# Toro Starter Repair question



## Waylon (Nov 21, 2019)

I have some old S-200, S2000, 620's etc and most of the electric starters don't kick the motor over. They spin but don't engage the engine. I have determined the bad part is a rubber o-ring on the starter which sits behind the pinion gear. Problem is no sites seem to have it, most list the part as discontinued with no plans to replace. 

The part number is 25-3400 Rubber Ring. Kind of crazy they would stop making them without a replacement considering how many of these are out there.

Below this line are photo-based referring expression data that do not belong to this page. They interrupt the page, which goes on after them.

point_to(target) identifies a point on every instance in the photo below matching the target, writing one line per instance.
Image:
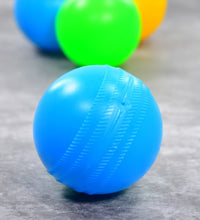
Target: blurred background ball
(98, 129)
(36, 18)
(98, 32)
(152, 12)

Has anyone figured a fix for this?

I do have a local Toro dealer which I will try tomorrow.

Thanks!


----------



## 2.137269 (Nov 15, 2019)

sorry but NLA is NLA meaning the machine is to old for toro or company to worry about, starter wise good luck maybe ebay can help with a NOS one
edit found one but it;s a super ouch for a NOS $43.03 

https://www.amazon.com/Toro-Rubber-Ring-Part-25-3400/dp/B00TD9BM1K


----------



## toromike (Aug 20, 2018)

This seems too good to be true, $3.80, in stock
give them a call
https://www.mowpart.com/25-3400-toro-rubber-ring.html


----------



## Waylon (Nov 21, 2019)

Thanks guys! I saw the same $43 rubber washer and almost fell out of my chair. ToroMike - I did try to buy from that exact site but the eCommerce was horrible and gave me errors every step of the way.


----------



## Grunt (Nov 11, 2013)

Don't know the dimensions, looks like a water hose washer.


----------